Had a great Sunday, biked to Santa Barbara with Michael and a few others from the course. Got some delicious tacos, and some nice ice cream too. Ended with barbeque and ping pong. Not a bad day off.
Second week is about to start. We’ll do some DNA extraction and sequencing later in the week, but until then I’ll look through the data. Thought I’d use this space to try to plan out what I want to do. I tend to feel a bit overwhelmed when first getting a new dataset, not knowing what to do first. Feel additionally stressed about this one, because we have a time constraint for the course, and I think I’m feeling a little more pressure/competetiveness to do something good. We’ll see how that turns out.
Overall the goal for this week is to get a bit more familiar with the data and
Visualizing the data
Guilhem, Paul Rainey’s grad student, had put together some nice visualizations of some of the sequencing data. I think my first goal is to recreate/extend that. What I want to do is make a script that does the following, given a particular dataset as input:
- Gives me the overall average coverage and the distribution of coverage per contig/over the genome.

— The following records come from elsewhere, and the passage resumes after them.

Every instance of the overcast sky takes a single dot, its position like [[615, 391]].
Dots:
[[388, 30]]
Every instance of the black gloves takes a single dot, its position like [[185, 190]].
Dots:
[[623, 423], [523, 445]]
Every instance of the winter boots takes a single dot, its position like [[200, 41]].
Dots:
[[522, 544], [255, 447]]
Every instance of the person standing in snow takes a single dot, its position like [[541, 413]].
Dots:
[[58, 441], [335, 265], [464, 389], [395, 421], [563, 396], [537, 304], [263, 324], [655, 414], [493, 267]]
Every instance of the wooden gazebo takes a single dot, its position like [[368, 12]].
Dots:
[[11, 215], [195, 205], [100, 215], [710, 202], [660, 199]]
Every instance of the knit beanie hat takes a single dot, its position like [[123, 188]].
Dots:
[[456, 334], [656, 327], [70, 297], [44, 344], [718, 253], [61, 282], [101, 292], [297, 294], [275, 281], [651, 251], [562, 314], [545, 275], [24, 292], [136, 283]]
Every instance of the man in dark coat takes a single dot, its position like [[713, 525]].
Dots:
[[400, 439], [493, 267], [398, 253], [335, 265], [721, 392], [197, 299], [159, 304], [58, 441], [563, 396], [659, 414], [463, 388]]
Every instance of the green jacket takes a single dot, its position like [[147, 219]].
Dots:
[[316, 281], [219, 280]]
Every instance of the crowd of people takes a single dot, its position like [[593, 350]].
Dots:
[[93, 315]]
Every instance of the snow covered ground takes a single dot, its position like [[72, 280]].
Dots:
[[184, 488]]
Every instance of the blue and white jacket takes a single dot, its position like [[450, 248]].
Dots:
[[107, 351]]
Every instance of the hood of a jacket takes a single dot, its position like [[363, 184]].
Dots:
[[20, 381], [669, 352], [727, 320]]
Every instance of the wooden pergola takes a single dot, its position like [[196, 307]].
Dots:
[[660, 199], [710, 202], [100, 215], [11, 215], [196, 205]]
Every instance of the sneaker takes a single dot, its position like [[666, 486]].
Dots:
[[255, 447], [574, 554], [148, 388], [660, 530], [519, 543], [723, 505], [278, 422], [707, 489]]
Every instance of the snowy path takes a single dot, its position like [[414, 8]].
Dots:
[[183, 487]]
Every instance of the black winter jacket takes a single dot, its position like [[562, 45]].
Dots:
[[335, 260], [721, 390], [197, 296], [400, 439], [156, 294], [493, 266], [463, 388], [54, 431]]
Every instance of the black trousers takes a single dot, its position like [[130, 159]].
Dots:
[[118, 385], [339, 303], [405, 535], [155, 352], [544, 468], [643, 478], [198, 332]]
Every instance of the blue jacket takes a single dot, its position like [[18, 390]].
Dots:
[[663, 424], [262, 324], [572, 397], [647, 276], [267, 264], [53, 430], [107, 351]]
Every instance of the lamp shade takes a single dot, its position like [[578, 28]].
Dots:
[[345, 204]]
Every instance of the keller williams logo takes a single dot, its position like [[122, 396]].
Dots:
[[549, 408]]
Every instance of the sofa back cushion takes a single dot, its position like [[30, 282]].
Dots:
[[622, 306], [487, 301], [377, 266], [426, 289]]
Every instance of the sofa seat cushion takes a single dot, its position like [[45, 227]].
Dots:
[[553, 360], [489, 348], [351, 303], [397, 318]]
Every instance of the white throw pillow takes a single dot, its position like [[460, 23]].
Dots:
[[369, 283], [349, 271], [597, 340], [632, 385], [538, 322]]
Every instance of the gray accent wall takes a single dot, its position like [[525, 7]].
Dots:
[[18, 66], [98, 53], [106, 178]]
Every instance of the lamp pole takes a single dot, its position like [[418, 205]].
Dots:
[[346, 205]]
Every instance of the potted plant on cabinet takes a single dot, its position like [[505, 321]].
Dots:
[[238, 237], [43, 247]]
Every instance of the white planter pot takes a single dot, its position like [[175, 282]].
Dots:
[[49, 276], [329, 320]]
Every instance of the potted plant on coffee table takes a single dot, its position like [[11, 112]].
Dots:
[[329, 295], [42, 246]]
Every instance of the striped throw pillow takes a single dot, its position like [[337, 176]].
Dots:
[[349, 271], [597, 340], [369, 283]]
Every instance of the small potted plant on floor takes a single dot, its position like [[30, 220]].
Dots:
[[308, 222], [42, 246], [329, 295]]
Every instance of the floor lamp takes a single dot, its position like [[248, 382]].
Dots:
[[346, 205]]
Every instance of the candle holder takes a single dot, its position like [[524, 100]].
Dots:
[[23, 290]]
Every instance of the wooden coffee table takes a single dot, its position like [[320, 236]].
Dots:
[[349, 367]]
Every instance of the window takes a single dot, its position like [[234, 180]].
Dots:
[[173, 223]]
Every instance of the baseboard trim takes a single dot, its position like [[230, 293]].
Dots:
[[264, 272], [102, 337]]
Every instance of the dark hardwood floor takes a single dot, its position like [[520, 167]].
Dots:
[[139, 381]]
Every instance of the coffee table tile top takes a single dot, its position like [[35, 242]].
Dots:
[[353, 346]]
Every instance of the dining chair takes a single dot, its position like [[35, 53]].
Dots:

- Histograms of mapping accuracy at different positions. One would think that we should get >90% accuracy of a match if a metagenome read really came from the same type; the errors should be dominated by the nucleotide errors of the original genome. We can use the timepoint where things came from to try to judge this.
- Coverage cumulative distributions per nucleotide, averaged over a small window. Do this with different cutoffs (probably some kind of logarithmic scale) in order to get a sense of what the reads at different frequencies looks like.
In addition, if I have time I may want to make a data exploration tool which lets me load a file, put in a contig number and base pair range, and shows me a variety of these stats in that given window. We’ll see how long that would take to code/how useful that would be.
By looking at the data with the above tools, we can try to falsify the various evolutionary scenarios which could have occured:
- Individual was present at early times, didn’t fix until later ones. Here horizontal gene transfer within the bottle may have contributed to structural variation, but that/initial diversity dominated rather than transfer between bottles. Can check to see if gaps get filled in other bottles, if gaps get filled in the vertical treatment, and how correlated gaps are in different bottles.
- Some individual(s) got transferred in from another bottle. Maybe some whole bacteria were transferred; they may be adpative in another condition, so got to high enough frequency to be transferred, and then got transferred wholesale to the new bottle. Would look for some conditions where all the gaps are filled, as well as correlation between gaps coming up.
- Horizontal gene transfer of specific elements. The golden goose. Would want to show that some gaps get filled in, and that gaps don’t come at all from vertical conditions. Also need to find the junctions and show that they differ bottle to bottle.
Analyses I want to get to later in the week once I have a better sense of the data include:
Gap analysis. I want to try and come up with some way of identifying gaps, and classifying them. I need to use the coverage to compute a basic null expectation for how large gaps can be at random, as well as use the reads mapping on to their same timepoint to create two methods of finding the lengths of gaps which may be real. Can also use time course correlation as well. In addition need to write a simple average in window to actually find the ends of the gaps (all tunable).
Low frequency matches. Allowing for lower frequency matches may start filling in the gaps; maybe this could be used to try and figure out if, at low coverage/earlier timepoints when gaps are somewhat speckled, the filling is real or not.
Guessing at the evolutionary history of gaps. Using the above and the time course, can we say something about the origin of/evolutionary history of the gaps? This would be the ultimate goal.
Find reads which span the junctions. This would be good to see if, for example, when the gap gets filled in in other bottles whether or not it actually is incorporated in the same place, or if there are differences.